El-Sofany Hosam, El-Seoud Samir A, Karam Omar H, Bouallegue Belgacem
College of Computer Science, King Khalid University, Abha, Kingdom of Saudi Arabia.
Faculty of Informatics and Computer Science, British University in Egypt-BUE, Cairo, Egypt.
Sci Rep. 2024 May 27;14(1):12077. doi: 10.1038/s41598-024-62861-y.
The term "Internet of Things" (IoT) refers to a system of networked computing devices that may work and communicate with one another without direct human intervention. It is one of the most exciting areas of computing nowadays, with its applications in multiple sectors like cities, homes, wearable equipment, critical infrastructure, hospitals, and transportation. The security issues surrounding IoT devices increase as they expand. To address these issues, this study presents a novel model for enhancing the security of IoT systems using machine learning (ML) classifiers. The proposed approach analyzes recent technologies, security, intelligent solutions, and vulnerabilities in ML IoT-based intelligent systems as an essential technology to improve IoT security. The study illustrates the benefits and limitations of applying ML in an IoT environment and provides a security model based on ML that manages autonomously the rising number of security issues related to the IoT domain. The paper proposes an ML-based security model that autonomously handles the growing number of security issues associated with the IoT domain.
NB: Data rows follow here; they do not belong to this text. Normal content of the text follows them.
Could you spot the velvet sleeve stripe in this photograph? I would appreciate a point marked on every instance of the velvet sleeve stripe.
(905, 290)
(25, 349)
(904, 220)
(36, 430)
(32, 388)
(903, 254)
This research made a significant contribution by developing a cyberattack detection solution for IoT devices using ML. The study used seven ML algorithms to identify the most accurate classifiers for their AI-based reaction agent's implementation phase, which can identify attack activities and patterns in networks connected to the IoT. The study used seven ML algorithms to identify the most accurate classifiers for their AI-based reaction agent's implementation phase, which can identify attack activities and patterns in networks connected to the IoT. Compared to previous research, the proposed approach achieved a 99.9% accuracy, a 99.8% detection average, a 99.9 F1 score, and a perfect AUC score of 1. The study highlights that the proposed approach outperforms earlier machine learning-based models in terms of both execution speed and accuracy. The study illustrates that the suggested approach outperforms previous machine learning-based models in both execution time and accuracy.
“物联网”(IoT)一词指的是一个联网计算设备系统,这些设备可以在无需人工直接干预的情况下相互协作和通信。它是当今最令人兴奋的计算领域之一,其应用涵盖多个领域,如城市、家庭、可穿戴设备、关键基础设施、医院和交通。随着物联网设备的不断扩展,围绕它们的安全问题也日益增加。为了解决这些问题,本研究提出了一种使用机器学习(ML)分类器来增强物联网系统安全性的新型模型。所提出的方法分析了基于ML物联网的智能系统中的最新技术、安全性、智能解决方案和漏洞,将其作为提高物联网安全性的一项关键技术。该研究阐述了在物联网环境中应用ML的优点和局限性,并提供了一个基于ML的安全模型,该模型可自主管理与物联网领域相关的日益增多的安全问题。本文提出了一种基于ML的安全模型,该模型可自主处理与物联网领域相关的越来越多的安全问题。这项研究通过开发一种使用ML的物联网设备网络攻击检测解决方案做出了重大贡献。该研究使用了七种ML算法来为其基于AI的反应代理的实施阶段确定最准确的分类器,该阶段可以识别与物联网相连的网络中的攻击活动和模式。该研究使用了七种ML算法来为其基于AI的反应代理的实施阶段确定最准确的分类器,该阶段可以识别与物联网相连的网络中的攻击活动和模式。与先前的研究相比,所提出的方法实现了99.9%的准确率、99.8%的平均检测率、99.9的F1分数以及完美的AUC分数1。该研究强调,所提出的方法在执行速度和准确性方面均优于早期基于机器学习的模型。该研究表明,所建议的方法在执行时间和准确性方面均优于先前基于机器学习的模型。